A critique of current drug therapy is that drugs mask the underlying symptoms, are confined primarily to short-term usage and are responsible for occasional adverse events and drug interactions. An example of the latter concern is the use of proton-pump inhibitors and their propensity to display drug dependency and rebound effects[1]. Treatment for GI disorders involves a multi-drug approach. For example simethicone for relieving flatulence, antacids and histamine-2 blockers for excess gastric acid secretion, milk of magnesia and bisacodyl for constipation, loperamide for diarrhea, anticholinergics and proton-pump inhibitors for abdominal pain and antibiotics for bacterial imbalances.

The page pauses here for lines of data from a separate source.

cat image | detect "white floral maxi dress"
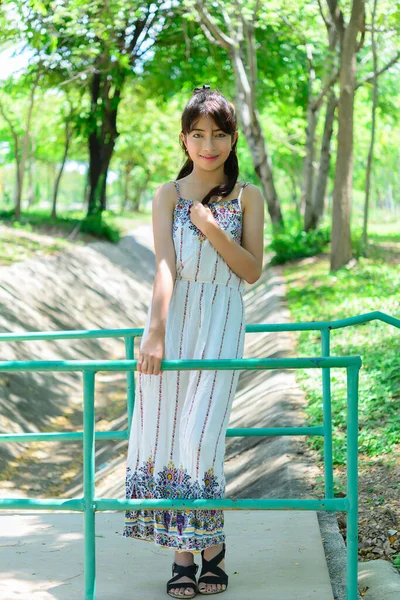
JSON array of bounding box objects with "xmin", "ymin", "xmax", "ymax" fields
[{"xmin": 123, "ymin": 179, "xmax": 249, "ymax": 553}]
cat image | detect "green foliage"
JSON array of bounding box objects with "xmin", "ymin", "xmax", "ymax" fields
[
  {"xmin": 0, "ymin": 217, "xmax": 69, "ymax": 265},
  {"xmin": 283, "ymin": 230, "xmax": 400, "ymax": 466},
  {"xmin": 79, "ymin": 212, "xmax": 120, "ymax": 242},
  {"xmin": 0, "ymin": 208, "xmax": 121, "ymax": 243},
  {"xmin": 268, "ymin": 219, "xmax": 331, "ymax": 264}
]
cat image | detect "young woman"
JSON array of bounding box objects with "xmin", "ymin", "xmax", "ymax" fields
[{"xmin": 123, "ymin": 84, "xmax": 265, "ymax": 598}]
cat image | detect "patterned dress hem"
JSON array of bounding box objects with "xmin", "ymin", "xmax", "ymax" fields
[{"xmin": 122, "ymin": 525, "xmax": 225, "ymax": 553}]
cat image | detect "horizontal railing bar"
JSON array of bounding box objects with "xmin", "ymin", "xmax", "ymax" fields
[
  {"xmin": 0, "ymin": 426, "xmax": 325, "ymax": 443},
  {"xmin": 248, "ymin": 310, "xmax": 400, "ymax": 332},
  {"xmin": 0, "ymin": 328, "xmax": 142, "ymax": 342},
  {"xmin": 0, "ymin": 356, "xmax": 362, "ymax": 373},
  {"xmin": 0, "ymin": 498, "xmax": 84, "ymax": 510},
  {"xmin": 0, "ymin": 311, "xmax": 397, "ymax": 343},
  {"xmin": 98, "ymin": 497, "xmax": 349, "ymax": 511},
  {"xmin": 0, "ymin": 431, "xmax": 129, "ymax": 442},
  {"xmin": 0, "ymin": 497, "xmax": 348, "ymax": 512}
]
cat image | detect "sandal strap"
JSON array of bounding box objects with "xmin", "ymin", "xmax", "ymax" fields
[
  {"xmin": 167, "ymin": 579, "xmax": 197, "ymax": 593},
  {"xmin": 197, "ymin": 573, "xmax": 228, "ymax": 586},
  {"xmin": 199, "ymin": 544, "xmax": 228, "ymax": 585},
  {"xmin": 200, "ymin": 544, "xmax": 225, "ymax": 574},
  {"xmin": 171, "ymin": 562, "xmax": 199, "ymax": 578},
  {"xmin": 167, "ymin": 562, "xmax": 199, "ymax": 593}
]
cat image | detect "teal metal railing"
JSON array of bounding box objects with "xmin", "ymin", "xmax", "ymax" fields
[{"xmin": 0, "ymin": 310, "xmax": 398, "ymax": 600}]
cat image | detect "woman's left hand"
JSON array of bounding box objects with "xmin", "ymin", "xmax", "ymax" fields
[{"xmin": 189, "ymin": 202, "xmax": 216, "ymax": 235}]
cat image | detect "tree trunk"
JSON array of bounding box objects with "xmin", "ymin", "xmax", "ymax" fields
[
  {"xmin": 52, "ymin": 120, "xmax": 73, "ymax": 219},
  {"xmin": 87, "ymin": 69, "xmax": 124, "ymax": 216},
  {"xmin": 308, "ymin": 91, "xmax": 337, "ymax": 229},
  {"xmin": 362, "ymin": 0, "xmax": 378, "ymax": 252},
  {"xmin": 120, "ymin": 161, "xmax": 134, "ymax": 213},
  {"xmin": 303, "ymin": 5, "xmax": 339, "ymax": 231},
  {"xmin": 27, "ymin": 133, "xmax": 35, "ymax": 208},
  {"xmin": 302, "ymin": 104, "xmax": 319, "ymax": 226},
  {"xmin": 330, "ymin": 0, "xmax": 365, "ymax": 271},
  {"xmin": 194, "ymin": 2, "xmax": 284, "ymax": 227},
  {"xmin": 0, "ymin": 103, "xmax": 22, "ymax": 217},
  {"xmin": 302, "ymin": 42, "xmax": 319, "ymax": 225},
  {"xmin": 83, "ymin": 167, "xmax": 90, "ymax": 211},
  {"xmin": 233, "ymin": 53, "xmax": 283, "ymax": 226},
  {"xmin": 15, "ymin": 70, "xmax": 41, "ymax": 218}
]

Our approach in attempting to design a single product for helping to prevent and treat GI disorders was two fold: (1) identify major factors impacting these disorders through extensive scientific and medical literature searches and (2) identify and obtain high purity and all-natural ingredients capable of preventing and treating these factors. The major factors responsible for these disorders were determined to be imbalances in GI microflora, inflammatory mediators and oxidative stress. The criteria for the pure all-natural ingredients was that they reach the large intestine virtually intact, possess antioxidant, anti-inflammatory and selective antibacterial activities and be fermentable by GI microflora into ingredients capable of providing activities complementary to their parent compounds. These ingredients were ultimately identified as non-digestible oligosaccharides (NDO), commonly referred to as dietary fibres or prebiotics, and include short chain fructooligosaccharides (scFOS), oligofructose and inulin. The other ingredient is the major component found in green tea leaves called epigallocatechin gallate (EGCG). Their role in alleviating these imbalances is covered in the Ingredient Role section.

 


[1] Reimer C et al (2009) Proton-pump inhibitory therapy induces acid-related symptom in healthy volunteers after withdrawal of therapy, Gastroenterology 137(1):80-87.